AchtungDiese Seite enthält einen oder mehrere Anträge, welche dem Landesverband zur Diskussion und Abstimmung vorgelegt wurden. Solange darüber nicht demokratisch entschieden wurde, handelt es sich nicht um offizielle Beschlüsse der Jungen Liberalen Baden-Württemberg.
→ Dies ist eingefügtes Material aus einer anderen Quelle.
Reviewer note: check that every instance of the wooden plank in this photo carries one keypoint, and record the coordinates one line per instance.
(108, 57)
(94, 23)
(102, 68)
Internationalisierte Urananreicherung und Wiederaufbereitung

Antragsteller: KV Pforzheim/Enzkreis

Antragshistorie:

  1. (20.2.2009) eingereicht zum 55. Landeskongress
  2. (15.3.2009) beim 55. Landeskongress an den LAK Umwelt verwiesen


Der Landeskongress möge beschließen:

Internationalisierte Urananreicherung und Wiederaufbereitung

Die Jungen Liberalen Baden-Württemberg wollen die internationalisierte Urananreicherung und Wiederaufbereitung unter der Kontrolle der Internationalen Atomenergieorganisation (IAEO).

Immer mehr Staaten streben den Einstieg in die Kernenergie an. Darunter sind auch Staaten ohne stabile Verhältnisse. Mit der Kontrolle dieser Staaten über den Brennstoffkreislauf droht der Welt eine neue nukleare Bedrohung. Der Streit um das iranische Atomprogramm zeigt, dass bestehende internationale Abkommen nicht ausreichend sind.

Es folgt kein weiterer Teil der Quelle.